Texto
completo del Mensaje del Papa Francisco para la Jornada Mundial de las Misiones 2016
Queridos hermanos y hermanas:
El Jubileo extraordinario de la
Misericordia, que la Iglesia está celebrando, ilumina también de modo especial
la Jornada Mundial de las Misiones 2016: nos invita a ver la misión ad gentes
como una grande e inmensa obra de misericordia tanto espiritual como material.

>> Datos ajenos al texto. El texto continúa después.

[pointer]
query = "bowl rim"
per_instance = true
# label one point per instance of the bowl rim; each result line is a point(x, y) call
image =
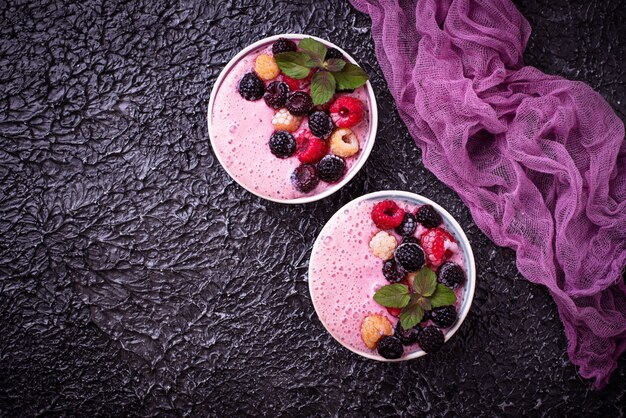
point(470, 267)
point(365, 153)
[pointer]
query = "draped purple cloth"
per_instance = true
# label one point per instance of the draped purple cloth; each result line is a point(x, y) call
point(539, 160)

En efecto, en esta Jornada Mundial de las Misiones, todos estamos invitados a
«salir», como discípulos misioneros, ofreciendo cada uno sus propios talentos,
su creatividad, su sabiduría y experiencia en llevar el mensaje de la ternura y
de la compasión de Dios a toda la familia humana. En virtud del mandato
misionero, la Iglesia se interesa por los que no conocen el Evangelio, porque
quiere que todos se salven y experimenten el amor del Señor. Ella «tiene la
misión de anunciar la misericordia de Dios, corazón palpitante del Evangelio»
(Bula Misericordiae vultus, 12), y de proclamarla por todo el mundo, hasta que
llegue a toda mujer, hombre, anciano, joven y niño.
La misericordia hace que el corazón
del Padre sienta una profunda alegría cada vez que encuentra a una criatura
humana; desde el principio, él se dirige también con amor a las más frágiles,
porque su grandeza y su poder se ponen de manifiesto precisamente en su
capacidad de identificarse con los pequeños, los descartados, los oprimidos (cf.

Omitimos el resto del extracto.